Oberbürgermeisterin Reker schlägt Nachfolge von Bettina Mötting vor

© Stadt Köln
Julia Pedersen

Julia Pedersen soll, vorbehaltlich der Zustimmung des Hauptausschusses in seiner kommenden Sitzung, bereits am 1. März 2024 die Leitung des Amtes für Gleichstellung von Frauen und Männern übernehmen und neue Gleichstellungsbeauftragte der Stadt Köln werden. Pedersen würde damit auf Bettina Mötting folgen, die seit 2019 die Interessen der Gleichstellung in Köln vertreten hat und nunmehr das Hauptamt der Stadt Düsseldorf leitet.

Kernaufgabe der Gleichstellungsbeauftragten ist es, die Gleichstellung von Frauen und Männern sowohl innerhalb der Stadtverwaltung als auch für die Kölner Bürgerinnen und Bürger und auch über die Kölner Stadtgrenzen weiter voranzutreiben.

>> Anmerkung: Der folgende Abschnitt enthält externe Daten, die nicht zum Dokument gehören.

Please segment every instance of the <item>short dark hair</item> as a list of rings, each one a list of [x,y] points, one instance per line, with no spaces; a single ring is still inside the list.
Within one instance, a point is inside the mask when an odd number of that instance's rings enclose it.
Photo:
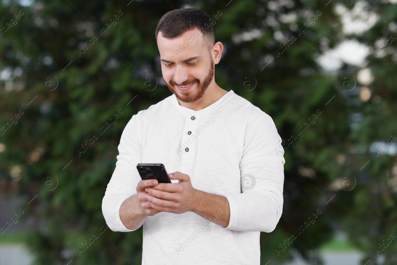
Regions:
[[[156,40],[159,32],[167,39],[173,39],[187,31],[198,29],[208,44],[209,52],[215,44],[212,19],[206,13],[197,8],[179,8],[166,13],[160,19],[156,28]],[[212,19],[213,20],[213,19]]]

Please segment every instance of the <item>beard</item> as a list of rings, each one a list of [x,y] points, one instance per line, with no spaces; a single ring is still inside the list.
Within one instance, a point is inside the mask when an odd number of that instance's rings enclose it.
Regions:
[[[177,88],[176,89],[178,90],[177,92],[175,89],[173,88],[173,87],[176,85],[176,83],[175,81],[173,80],[170,80],[170,84],[169,84],[166,81],[164,78],[163,77],[163,80],[164,80],[164,82],[167,85],[168,89],[170,89],[172,93],[175,94],[175,96],[177,99],[182,102],[192,103],[198,100],[202,97],[202,96],[204,95],[204,93],[205,93],[206,91],[210,85],[210,84],[211,83],[211,82],[212,80],[212,78],[214,77],[215,65],[214,64],[214,60],[212,60],[212,57],[210,56],[210,58],[211,59],[210,70],[208,71],[207,76],[204,79],[202,83],[200,83],[200,80],[197,78],[192,78],[186,80],[181,84],[181,86],[185,86],[193,83],[197,83],[197,88],[193,92],[190,90],[185,91],[179,91]]]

Oberbürgermeisterin Henriette Reker:

Es freut mich, dass ich mit Julia Pedersen eine Frau mit vielfältiger Berufs- und Lebenserfahrung als neue Amtsleiterin und Gleichstellungsbeauftragte für die Stadt Köln vorschlagen kann. Ich bin davon überzeugt, dass sie die Arbeit an bewährten Themenschwerpunkten fortsetzen und neue erfolgversprechende Ansätze auf dem Gebiet der Gleichstellung von Frauen und Männern, sowohl für die Mitarbeitenden der Stadt Köln als auch für die Kölnerinnen und Kölner, etablieren wird.

Stadtkämmerin und Gleichstellungsdezernentin Prof. Dr. Dörte Diemert unterstreicht, dass mit Julia Pedersen eine engagierte, versierte Frau für dieses herausgehobene Amt gewonnen werden konnte:

Julia Pedersen tritt in Fußstapfen starker Frauen, die sich in dieser Funktion tatkräftig für die Belange der Gleichstellung eingesetzt haben. Ich bin überzeugt, dass Frau Pedersen dieses Engagement erfolgreich fortsetzen und weiterentwickeln wird. Mit ihrer breiten, auch internationalen Erfahrung, bringt Frau Pedersen die besten Voraussetzungen mit, um das Amt für die Gleichstellung von Frauen und Männern – gemeinsam mit ihrem zukünftigen Team – weiterhin modern und schlagkräftig aufzustellen und im Schulterschluss mit den Akteur*innen der Stadtgesellschaft engagiert für die Gleichstellung zu wirken.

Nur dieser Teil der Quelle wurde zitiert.